Farming and the rising cost of living
On our farm, a 250-acre upland farm in West Yorkshire run by my father, brother and myself, we are also experiencing the rising costs of living. The price of red diesel has reached record highs, up from below 50 pence per litre (2019) and now reaching £1.02 a litre. A significant increase and especially hard-hitting on our finances, considering that we need 6,000 litres per year for our machinery.
The price of coal has doubled, with quality solid fuel (wood) becoming more difficult to source. We are off mains gas supply and rely exclusively on our log burner for heating. Animal feed and building materials have all increased too, in alignment with rising agricultural inflation. While we received half of our Basic Payment Scheme (BPS) early this year, a measure introduced by the UK government to ease farm cash flow, we are still feeling the pinch.
These rising input costs, alongside dwindling farm income following the yearly reductions in BPS payments, are creating the perfect storm which will likely make it difficult for some farmers to survive. Indeed, for those eligible farmers, a lump-sum exit could have been a dignified way out.
Rising inflation and the phasing out of BPS payments could contribute further to the declining number of farm holdings across Europe. Upland farmers in less favoured areas received an annual business income of just £15,500 in 2018, making a net-loss on agricultural activities and subsidies comprising the majority of their annual farm business income. In some instances, subsidies can comprise up to 90% of a farmer’s annual income.
Supporting UK farmers
Farmers, like other business owners, need to develop resilient and profitable business models. Academic research highlights that many farmers often lack competitive and entrepreneurial skillsets. Developing these skill sets will allow farmers to identify and exploit new market opportunities.
Various agricultural stakeholders, such as the Agriculture and Horticulture Development Board (AHDB) with their strategic farm events, run practical workshops to assist farmers in developing these skills.
Universities, particularly educators in entrepreneurship studies and strategic management, could be especially useful in helping develop farmer skill sets. This is something I am currently pursuing through my current research activities via the Leeds University Business School Impact and Engagement Support Fund.
Changes in consumer purchasing habits could help farmers financially. Buying supermarket products with the ‘Red Tractor’ logo ensures that food and drink are produced in Britain. Buying local or direct from farm shops will help farmers.

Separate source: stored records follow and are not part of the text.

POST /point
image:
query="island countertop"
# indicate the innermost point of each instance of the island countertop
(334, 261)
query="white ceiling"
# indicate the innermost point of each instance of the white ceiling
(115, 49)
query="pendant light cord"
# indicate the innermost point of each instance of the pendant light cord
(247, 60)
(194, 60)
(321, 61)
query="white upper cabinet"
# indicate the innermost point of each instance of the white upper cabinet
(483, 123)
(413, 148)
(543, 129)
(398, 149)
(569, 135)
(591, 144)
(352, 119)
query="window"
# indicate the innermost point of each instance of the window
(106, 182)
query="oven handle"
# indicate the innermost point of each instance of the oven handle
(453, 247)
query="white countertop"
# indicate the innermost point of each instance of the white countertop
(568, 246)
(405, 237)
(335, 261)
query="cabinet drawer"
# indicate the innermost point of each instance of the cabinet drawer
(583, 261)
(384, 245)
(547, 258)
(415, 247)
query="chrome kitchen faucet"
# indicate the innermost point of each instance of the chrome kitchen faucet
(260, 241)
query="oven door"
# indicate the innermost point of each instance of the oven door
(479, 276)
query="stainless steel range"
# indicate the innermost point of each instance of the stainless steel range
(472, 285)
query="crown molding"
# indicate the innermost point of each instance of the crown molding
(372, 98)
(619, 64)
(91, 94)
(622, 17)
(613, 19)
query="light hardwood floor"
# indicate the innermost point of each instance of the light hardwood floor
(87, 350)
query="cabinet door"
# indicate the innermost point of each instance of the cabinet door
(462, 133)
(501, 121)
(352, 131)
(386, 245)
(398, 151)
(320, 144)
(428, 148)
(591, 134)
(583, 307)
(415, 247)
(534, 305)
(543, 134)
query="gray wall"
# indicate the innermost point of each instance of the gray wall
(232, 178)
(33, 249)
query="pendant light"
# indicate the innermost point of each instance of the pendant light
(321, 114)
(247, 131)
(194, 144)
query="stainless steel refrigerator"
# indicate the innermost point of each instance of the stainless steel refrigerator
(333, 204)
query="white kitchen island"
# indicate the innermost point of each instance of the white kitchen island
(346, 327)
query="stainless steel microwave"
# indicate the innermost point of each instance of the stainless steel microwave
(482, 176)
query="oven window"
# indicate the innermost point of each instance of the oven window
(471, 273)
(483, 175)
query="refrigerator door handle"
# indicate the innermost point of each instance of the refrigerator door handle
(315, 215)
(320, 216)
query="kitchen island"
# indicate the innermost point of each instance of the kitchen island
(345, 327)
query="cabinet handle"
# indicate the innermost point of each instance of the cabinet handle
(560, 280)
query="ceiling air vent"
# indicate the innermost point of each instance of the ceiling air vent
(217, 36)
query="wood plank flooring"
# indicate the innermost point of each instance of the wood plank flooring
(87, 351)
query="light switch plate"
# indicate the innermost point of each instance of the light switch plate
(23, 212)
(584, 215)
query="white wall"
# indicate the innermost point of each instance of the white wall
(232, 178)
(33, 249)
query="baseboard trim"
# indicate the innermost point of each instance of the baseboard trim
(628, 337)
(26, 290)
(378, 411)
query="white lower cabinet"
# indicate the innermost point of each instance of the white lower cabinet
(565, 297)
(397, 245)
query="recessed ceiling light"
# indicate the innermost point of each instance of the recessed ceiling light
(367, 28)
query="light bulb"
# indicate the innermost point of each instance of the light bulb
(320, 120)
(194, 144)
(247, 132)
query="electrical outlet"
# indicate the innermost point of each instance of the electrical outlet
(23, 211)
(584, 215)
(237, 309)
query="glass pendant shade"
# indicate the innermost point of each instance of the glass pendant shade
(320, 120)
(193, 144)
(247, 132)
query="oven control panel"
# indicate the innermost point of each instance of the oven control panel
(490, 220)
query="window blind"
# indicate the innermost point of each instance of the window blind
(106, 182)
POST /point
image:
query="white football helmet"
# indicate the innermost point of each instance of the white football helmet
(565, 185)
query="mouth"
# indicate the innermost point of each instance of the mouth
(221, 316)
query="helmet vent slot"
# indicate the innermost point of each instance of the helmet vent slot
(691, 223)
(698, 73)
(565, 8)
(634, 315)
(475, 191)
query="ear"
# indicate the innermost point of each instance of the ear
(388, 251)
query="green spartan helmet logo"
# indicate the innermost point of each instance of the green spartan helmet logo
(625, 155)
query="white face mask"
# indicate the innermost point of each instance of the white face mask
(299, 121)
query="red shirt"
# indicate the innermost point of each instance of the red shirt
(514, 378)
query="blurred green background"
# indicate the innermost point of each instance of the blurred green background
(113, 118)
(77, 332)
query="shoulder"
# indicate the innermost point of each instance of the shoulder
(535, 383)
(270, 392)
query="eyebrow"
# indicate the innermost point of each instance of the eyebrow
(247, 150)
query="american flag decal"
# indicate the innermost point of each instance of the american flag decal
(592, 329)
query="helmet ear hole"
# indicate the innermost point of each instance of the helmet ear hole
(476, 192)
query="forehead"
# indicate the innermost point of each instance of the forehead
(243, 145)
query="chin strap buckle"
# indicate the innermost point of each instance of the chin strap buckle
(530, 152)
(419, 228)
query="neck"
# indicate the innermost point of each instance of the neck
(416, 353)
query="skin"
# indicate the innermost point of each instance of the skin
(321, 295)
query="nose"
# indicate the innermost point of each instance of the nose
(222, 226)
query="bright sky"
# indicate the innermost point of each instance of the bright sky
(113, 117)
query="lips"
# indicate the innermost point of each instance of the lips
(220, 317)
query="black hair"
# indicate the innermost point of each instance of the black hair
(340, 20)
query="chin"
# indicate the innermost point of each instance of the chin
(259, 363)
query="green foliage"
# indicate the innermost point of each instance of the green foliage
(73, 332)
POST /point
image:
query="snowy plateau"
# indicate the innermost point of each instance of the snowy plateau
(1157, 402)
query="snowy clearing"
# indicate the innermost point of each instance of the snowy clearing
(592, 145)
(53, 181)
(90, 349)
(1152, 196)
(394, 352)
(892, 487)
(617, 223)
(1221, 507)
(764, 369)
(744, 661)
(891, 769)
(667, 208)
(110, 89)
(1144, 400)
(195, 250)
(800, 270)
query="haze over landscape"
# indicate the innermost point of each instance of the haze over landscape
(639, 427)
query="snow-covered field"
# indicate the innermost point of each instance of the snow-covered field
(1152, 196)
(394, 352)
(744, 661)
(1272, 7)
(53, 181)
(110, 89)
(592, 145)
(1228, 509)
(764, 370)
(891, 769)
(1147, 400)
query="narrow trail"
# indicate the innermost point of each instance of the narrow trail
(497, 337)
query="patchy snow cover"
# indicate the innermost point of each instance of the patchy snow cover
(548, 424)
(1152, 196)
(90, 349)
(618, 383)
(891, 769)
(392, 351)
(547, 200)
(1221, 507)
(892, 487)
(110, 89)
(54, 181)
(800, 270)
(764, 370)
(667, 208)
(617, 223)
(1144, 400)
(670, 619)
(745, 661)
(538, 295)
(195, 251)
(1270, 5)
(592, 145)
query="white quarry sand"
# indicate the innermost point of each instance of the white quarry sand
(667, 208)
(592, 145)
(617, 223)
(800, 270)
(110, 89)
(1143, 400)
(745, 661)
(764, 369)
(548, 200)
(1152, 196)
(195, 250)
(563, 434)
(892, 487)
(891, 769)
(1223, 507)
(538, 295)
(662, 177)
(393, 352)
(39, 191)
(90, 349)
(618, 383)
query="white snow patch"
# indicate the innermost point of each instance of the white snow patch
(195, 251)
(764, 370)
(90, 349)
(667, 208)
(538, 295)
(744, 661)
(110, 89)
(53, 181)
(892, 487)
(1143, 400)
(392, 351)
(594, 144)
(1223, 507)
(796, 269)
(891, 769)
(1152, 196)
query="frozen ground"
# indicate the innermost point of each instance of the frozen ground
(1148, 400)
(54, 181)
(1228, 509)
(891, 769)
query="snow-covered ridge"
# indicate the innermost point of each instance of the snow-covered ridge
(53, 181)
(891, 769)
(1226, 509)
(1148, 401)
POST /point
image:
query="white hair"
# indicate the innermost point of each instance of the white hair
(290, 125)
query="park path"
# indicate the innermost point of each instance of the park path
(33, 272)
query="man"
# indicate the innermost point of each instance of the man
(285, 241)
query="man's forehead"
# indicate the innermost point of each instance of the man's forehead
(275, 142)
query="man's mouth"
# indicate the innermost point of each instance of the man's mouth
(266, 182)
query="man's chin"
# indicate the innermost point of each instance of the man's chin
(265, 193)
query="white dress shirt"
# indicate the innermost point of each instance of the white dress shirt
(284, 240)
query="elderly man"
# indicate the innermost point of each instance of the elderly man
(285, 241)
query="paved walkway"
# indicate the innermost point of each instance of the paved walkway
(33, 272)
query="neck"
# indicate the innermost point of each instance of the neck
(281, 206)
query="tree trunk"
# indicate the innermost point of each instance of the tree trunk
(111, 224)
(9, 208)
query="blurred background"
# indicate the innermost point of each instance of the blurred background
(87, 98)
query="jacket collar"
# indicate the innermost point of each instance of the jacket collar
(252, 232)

During the pandemic, local businesses supplied customers with essential products and services that was unavailable in the supermarkets. However, many customers ultimately buy on price and could (unknowingly) turn to cheaper meat produced in other countries with less welfare and environmental standards to make savings on the household budget.
Longer-term ambitions of ‘levelling up’ the UK’s rural economy might also bridge urban-rural inequalities.
For farmers to economically prosper, they should operate in a conducive, not constraining, environment that allows for entrepreneurial activities to be explored. Skillsets can only take farmers so far – the wider rural economy should contain resources than enable entrepreneurial opportunities.
The kind of support outlined above will be helpful for farmers in responding to the ongoing cost-of-living crisis, but could also help them prepare for the only thing that is certain in UK agriculture – future uncertainty.